СРЕДА, 22-55 - ЧЕТВЕРГ 01-47. ОВЕЧКИНА
К ночи похолодало. Злой ветер больно хлестал по щекам жесткими снежинками, похожими скорее на ледяную пыль заполярных буранов. Белые змейки поземки, которые он гнал по обезлюдевшей Петровке в сторону бульвара, не причиняя каких-то дополнительных неудобств, усиливали ощущение арктической стужи. Овечкина и Козлов чинно прогуливались под ручку около входа в сад "Эрмитаж", отчаянно завидуя Баранову, который - чтобы не спугнуть "клиента" - страховал их, сидя в стоявшей неподалеку машине.
– Интересно, как мы смотримся со стороны?
– задумалась вслух майор.
– Наверно, как двое сумасшедших сторонников здорового образа жизни.
– Уже продрогла?
– правильно перевел ее замечание Козлов.
– Ужасно! Не забывайте, что я - автомобилист, а значит растеряла значительную часть нашей национальной холодоустойчивости.

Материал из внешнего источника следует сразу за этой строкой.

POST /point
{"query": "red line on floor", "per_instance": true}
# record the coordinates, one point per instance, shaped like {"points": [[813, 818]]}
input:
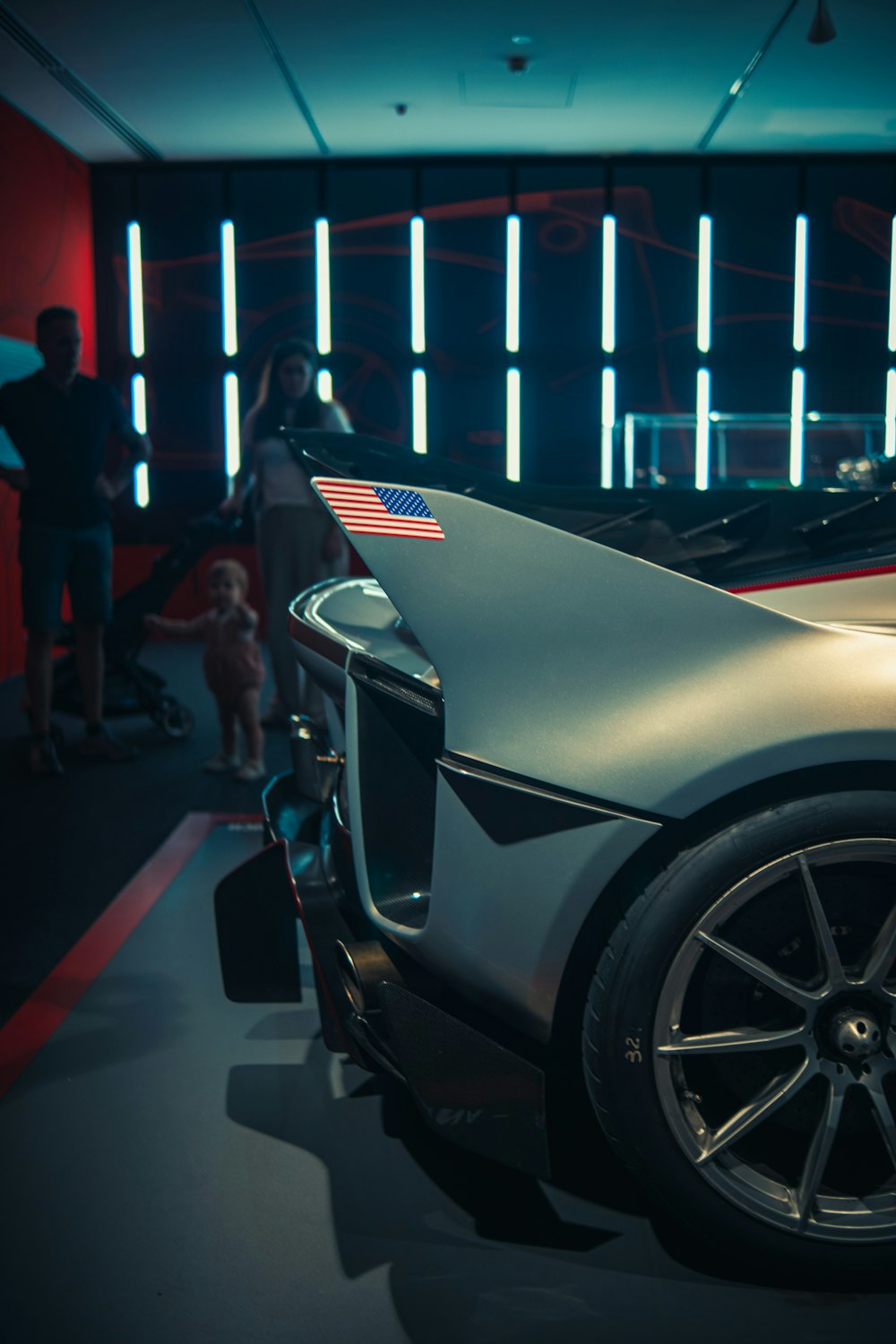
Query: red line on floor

– Н-да, русский народ к холоду привычен. Когда я в первый раз был в Сибири, в славном городе Иркутске, там было минус сорок два градуса. Представьте себе изумление коренного москвича: в первый же час пребывания там я столкнулся с мужичком, весьма плюгавеньким, надо сказать, на вид, который выносил на двор мусор, будучи в майке. До сих пор помню, как от него во все стороны пар валил! Причем на голове у него был треух, а на ногах - валенки...
– Да, впечатляет. Но не забывайте, Климент Степанович, о климатических отличиях: у нас влажность практически никогда ниже шестидесяти процентов не опускается, а там и пятьдесят раз в сто лет бывает! А сухой-то морозец, куда как нежнее!
Недалеко от них припарковался мерседес, из задней двери которого неторопливо вылезал Крамской. Все-таки он фигляр, подумала Лида, увидев, что одет он с шиком конца девятнадцатого века: длинное черное драповое пальто с бобровым воротником и бобровая же круглая шапка.
– Ему только трости не хватает!
– иронически бросила она своему спутнику, и чуть не прыснула: оказавшись на тротуаре, Крамской пошарил в глубине автомобиля и достал трость.
Неторопливо подплыв к ожидавшим его офицерам, он церемонно приподнял свой замечательный головной убор и поклонился:
– Добрый вечер, господа! Погодка, должен сказать, не для ночных прогулок! Чем обязан, Лидия Сергеевна? Я полагал, что знаю, о чем мы будем говорить, но увидев Вас в компании этого пожилого джентльмена, да еще в двух шагах от ГУВД и с засадным полком в виде молодого человека вон в том автомобиле понял, что заблуждался. Признаться, я заинтригован!